Several years later my half-sister, Stephanie, had gone to visit my dad with her husband, Shawn, and her two children, Mason and Meagan. Mason was about five years old. Dad thought the boy needed his own rod and reel so he went to his garage and searched for awhile then reappeared with a Zebco 77 rod and reel combo. He thrust it toward Mason and said proudly, “Here you can have this rod and reel. Your uncle Allen caught his first fish on this very rod.” Mason was elated. When they got home later that evening Shawn told Stephanie that Mason could not keep the rod and reel. Stephanie protested, “Why not…my dad gave it to him?” Shawn responded, “Your brother caught his first fish on that rod and reel.

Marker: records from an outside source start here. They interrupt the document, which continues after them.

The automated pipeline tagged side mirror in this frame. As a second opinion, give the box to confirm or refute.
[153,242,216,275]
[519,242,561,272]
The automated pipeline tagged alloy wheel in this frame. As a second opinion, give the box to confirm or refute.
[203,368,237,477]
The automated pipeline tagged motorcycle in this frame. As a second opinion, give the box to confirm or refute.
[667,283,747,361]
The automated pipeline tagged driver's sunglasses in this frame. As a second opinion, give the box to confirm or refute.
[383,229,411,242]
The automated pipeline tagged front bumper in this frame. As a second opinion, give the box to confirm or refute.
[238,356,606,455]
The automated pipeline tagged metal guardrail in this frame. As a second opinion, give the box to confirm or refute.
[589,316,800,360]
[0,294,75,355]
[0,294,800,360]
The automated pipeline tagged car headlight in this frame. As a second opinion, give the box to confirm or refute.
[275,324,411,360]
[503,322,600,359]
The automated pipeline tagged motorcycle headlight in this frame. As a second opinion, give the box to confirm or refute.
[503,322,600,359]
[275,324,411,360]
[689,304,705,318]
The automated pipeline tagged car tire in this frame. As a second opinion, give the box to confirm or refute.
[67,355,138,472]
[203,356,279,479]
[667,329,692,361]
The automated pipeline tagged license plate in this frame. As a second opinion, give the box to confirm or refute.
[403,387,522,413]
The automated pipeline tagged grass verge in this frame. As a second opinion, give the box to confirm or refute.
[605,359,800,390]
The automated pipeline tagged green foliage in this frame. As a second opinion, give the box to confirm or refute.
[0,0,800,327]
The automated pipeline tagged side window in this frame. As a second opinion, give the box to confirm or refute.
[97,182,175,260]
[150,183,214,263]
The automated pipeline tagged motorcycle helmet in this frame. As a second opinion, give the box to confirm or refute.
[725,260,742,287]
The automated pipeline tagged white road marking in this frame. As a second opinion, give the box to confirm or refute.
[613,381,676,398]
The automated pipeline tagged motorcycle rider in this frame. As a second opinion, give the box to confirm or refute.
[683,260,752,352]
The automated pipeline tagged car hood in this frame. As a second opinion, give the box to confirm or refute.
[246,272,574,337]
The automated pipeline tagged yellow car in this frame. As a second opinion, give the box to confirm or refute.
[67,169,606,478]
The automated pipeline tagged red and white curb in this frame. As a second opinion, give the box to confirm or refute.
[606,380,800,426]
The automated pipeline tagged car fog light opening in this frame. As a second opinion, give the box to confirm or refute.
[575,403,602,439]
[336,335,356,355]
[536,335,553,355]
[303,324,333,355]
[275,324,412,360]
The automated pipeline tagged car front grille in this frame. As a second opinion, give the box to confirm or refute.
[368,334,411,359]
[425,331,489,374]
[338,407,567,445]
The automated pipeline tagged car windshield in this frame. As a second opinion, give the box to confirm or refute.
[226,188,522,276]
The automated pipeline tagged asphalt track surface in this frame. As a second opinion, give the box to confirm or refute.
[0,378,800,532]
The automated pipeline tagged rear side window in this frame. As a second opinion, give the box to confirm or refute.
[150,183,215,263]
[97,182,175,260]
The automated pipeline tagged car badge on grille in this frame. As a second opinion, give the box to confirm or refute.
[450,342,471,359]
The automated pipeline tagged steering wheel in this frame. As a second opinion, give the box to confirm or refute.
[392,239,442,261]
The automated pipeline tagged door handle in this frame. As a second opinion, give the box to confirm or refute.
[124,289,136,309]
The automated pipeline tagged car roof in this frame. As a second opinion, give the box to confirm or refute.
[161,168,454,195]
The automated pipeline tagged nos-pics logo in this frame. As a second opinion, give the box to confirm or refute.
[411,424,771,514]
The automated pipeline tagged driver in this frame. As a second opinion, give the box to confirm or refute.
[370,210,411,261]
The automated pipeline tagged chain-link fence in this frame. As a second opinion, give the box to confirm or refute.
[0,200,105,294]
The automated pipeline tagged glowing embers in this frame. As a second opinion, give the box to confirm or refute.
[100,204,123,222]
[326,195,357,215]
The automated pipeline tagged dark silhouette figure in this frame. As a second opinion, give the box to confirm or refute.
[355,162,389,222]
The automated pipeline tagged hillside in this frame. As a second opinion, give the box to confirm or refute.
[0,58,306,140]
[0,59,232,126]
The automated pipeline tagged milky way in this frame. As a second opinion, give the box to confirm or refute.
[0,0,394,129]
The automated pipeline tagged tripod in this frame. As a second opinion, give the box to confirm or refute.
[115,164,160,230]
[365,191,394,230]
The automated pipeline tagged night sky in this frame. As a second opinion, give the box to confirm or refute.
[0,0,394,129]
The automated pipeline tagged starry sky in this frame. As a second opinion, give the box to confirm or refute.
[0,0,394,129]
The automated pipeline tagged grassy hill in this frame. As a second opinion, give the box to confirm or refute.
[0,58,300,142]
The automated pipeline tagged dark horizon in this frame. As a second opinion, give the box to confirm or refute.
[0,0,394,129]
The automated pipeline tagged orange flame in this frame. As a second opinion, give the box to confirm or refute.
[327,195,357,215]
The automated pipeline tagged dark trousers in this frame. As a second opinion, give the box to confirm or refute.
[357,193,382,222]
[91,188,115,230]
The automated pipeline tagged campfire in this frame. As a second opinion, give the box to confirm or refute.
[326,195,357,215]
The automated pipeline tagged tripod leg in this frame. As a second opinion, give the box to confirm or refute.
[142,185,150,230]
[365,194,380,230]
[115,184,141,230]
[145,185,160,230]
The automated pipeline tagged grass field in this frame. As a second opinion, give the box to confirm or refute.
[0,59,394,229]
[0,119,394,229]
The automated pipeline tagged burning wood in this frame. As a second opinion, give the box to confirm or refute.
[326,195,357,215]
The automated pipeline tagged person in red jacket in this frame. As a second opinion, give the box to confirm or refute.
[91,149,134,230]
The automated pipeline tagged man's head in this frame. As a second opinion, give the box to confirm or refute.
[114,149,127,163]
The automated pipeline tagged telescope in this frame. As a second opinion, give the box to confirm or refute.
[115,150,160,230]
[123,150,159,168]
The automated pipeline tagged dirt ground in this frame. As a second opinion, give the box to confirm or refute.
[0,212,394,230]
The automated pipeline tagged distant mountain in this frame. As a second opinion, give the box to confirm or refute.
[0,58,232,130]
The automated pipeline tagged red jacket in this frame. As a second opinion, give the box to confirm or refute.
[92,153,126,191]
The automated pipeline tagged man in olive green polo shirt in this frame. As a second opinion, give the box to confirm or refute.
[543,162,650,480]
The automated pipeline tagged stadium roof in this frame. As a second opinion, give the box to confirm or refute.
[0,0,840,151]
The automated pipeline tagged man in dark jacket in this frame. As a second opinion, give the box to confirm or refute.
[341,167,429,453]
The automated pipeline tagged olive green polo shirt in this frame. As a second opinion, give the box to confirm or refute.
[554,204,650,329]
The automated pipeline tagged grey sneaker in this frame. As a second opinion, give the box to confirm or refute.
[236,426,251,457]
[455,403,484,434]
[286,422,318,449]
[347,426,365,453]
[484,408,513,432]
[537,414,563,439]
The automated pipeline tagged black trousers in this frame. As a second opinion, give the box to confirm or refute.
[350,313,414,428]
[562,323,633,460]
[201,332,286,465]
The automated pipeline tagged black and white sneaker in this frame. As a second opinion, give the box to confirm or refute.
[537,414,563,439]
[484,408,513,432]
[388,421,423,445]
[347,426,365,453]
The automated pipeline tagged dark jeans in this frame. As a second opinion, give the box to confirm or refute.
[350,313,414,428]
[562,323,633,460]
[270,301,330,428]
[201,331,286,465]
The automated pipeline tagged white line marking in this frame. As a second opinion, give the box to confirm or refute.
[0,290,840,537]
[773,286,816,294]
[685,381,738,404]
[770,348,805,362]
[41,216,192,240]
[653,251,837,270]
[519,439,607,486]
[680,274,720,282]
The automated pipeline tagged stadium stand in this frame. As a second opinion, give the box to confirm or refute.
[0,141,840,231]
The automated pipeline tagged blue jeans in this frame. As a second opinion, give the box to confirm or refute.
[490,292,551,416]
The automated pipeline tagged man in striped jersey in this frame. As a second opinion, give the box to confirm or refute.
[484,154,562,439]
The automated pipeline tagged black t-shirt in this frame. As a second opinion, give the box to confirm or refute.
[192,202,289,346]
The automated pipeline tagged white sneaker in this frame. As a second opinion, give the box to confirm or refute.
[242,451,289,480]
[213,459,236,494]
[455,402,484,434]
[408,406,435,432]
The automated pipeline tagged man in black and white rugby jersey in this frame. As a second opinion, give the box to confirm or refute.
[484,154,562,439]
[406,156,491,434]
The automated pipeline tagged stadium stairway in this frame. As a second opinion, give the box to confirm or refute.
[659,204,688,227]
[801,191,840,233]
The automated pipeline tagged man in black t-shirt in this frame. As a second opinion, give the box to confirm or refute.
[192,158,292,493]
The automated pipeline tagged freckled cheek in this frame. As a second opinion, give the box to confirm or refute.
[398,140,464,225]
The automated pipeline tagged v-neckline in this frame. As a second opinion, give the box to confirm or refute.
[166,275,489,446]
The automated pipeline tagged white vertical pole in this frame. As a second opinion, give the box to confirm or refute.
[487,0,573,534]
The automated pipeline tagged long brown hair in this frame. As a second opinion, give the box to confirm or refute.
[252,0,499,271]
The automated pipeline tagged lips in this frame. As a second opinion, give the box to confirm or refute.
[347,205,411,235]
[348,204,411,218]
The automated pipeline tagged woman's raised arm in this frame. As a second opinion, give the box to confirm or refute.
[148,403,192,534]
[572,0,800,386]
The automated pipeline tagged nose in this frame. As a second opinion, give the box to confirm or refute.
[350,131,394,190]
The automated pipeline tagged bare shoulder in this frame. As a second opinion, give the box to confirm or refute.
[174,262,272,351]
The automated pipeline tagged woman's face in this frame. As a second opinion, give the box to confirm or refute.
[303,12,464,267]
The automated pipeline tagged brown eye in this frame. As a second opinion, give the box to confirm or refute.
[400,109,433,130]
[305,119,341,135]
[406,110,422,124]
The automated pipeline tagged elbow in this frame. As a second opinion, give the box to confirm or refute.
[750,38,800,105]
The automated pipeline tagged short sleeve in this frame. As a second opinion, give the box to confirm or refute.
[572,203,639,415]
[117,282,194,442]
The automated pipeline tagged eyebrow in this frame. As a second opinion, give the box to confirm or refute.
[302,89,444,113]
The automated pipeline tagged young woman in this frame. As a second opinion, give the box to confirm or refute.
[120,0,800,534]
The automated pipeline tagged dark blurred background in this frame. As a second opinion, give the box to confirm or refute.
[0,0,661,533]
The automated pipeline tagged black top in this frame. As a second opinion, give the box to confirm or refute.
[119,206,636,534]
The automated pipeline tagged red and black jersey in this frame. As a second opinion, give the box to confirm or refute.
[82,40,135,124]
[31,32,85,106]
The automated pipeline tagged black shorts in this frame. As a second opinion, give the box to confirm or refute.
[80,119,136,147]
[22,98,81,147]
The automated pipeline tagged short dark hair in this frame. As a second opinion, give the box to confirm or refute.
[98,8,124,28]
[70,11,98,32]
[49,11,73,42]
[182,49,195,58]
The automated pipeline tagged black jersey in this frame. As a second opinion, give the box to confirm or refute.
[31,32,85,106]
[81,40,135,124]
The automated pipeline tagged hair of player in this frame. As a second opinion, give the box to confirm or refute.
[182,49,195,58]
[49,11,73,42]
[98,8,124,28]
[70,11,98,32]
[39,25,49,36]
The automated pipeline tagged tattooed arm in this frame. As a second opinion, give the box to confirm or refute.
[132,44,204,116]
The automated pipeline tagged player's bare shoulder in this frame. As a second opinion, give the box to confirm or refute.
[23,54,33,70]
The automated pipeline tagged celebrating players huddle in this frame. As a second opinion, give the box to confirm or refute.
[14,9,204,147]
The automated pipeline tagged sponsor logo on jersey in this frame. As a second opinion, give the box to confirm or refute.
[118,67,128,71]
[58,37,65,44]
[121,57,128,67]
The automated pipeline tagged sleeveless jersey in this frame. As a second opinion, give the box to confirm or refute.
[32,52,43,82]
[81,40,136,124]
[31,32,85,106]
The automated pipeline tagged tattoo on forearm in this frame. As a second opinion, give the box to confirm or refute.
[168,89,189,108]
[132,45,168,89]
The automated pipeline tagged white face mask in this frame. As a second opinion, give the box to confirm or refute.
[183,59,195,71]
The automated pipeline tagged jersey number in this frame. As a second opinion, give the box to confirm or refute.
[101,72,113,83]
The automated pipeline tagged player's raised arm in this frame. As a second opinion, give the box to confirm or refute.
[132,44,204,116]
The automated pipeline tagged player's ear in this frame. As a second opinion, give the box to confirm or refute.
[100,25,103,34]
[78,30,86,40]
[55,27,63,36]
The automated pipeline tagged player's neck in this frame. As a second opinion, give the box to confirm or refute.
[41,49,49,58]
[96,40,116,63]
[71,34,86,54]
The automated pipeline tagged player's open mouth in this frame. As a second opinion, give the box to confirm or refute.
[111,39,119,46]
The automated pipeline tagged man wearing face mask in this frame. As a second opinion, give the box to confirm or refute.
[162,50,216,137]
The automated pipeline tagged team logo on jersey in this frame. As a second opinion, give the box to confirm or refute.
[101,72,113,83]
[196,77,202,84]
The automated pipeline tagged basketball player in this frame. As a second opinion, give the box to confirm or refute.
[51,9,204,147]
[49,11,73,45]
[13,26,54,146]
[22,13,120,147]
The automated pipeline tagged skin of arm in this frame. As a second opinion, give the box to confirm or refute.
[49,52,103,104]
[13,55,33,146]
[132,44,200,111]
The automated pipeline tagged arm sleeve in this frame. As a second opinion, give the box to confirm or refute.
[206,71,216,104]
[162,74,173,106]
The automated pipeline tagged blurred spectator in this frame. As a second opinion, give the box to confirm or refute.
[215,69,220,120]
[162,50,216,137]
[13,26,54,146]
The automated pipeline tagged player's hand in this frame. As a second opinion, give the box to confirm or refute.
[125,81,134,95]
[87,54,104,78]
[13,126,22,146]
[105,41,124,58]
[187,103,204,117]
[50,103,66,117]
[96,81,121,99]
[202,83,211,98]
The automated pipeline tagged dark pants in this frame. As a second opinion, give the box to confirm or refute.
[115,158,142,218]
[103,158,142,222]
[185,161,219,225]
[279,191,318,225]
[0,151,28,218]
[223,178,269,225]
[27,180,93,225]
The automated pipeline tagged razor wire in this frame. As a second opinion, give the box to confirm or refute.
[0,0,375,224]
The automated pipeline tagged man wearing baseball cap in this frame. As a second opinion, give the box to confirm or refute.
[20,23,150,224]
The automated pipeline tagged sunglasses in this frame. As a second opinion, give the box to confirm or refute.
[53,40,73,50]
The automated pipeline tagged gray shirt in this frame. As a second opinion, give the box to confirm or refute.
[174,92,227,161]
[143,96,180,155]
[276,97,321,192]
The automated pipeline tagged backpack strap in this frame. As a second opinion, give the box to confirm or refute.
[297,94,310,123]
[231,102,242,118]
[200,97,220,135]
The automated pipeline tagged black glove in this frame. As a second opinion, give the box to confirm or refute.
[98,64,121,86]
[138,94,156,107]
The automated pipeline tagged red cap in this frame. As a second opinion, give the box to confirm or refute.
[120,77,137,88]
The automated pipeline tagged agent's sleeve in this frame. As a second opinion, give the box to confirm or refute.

It is special to him. He would want it. He will want to give it to his children someday?” Stephanie continued to protest. But Shawn insisted saying, “Stephanie, you will just have to trust me on this…it is meaningful to him. This kind of thing is important to men.”

Stephanie eventually agreed and brought the rod and reel to me on her next visit. I could not believe it when she brought it in. It was like I was seeing a long lost friend for the first time in 30 years. Those of you who know me well know what I did…I cried…and I told them the story of my hula popper and my first fish.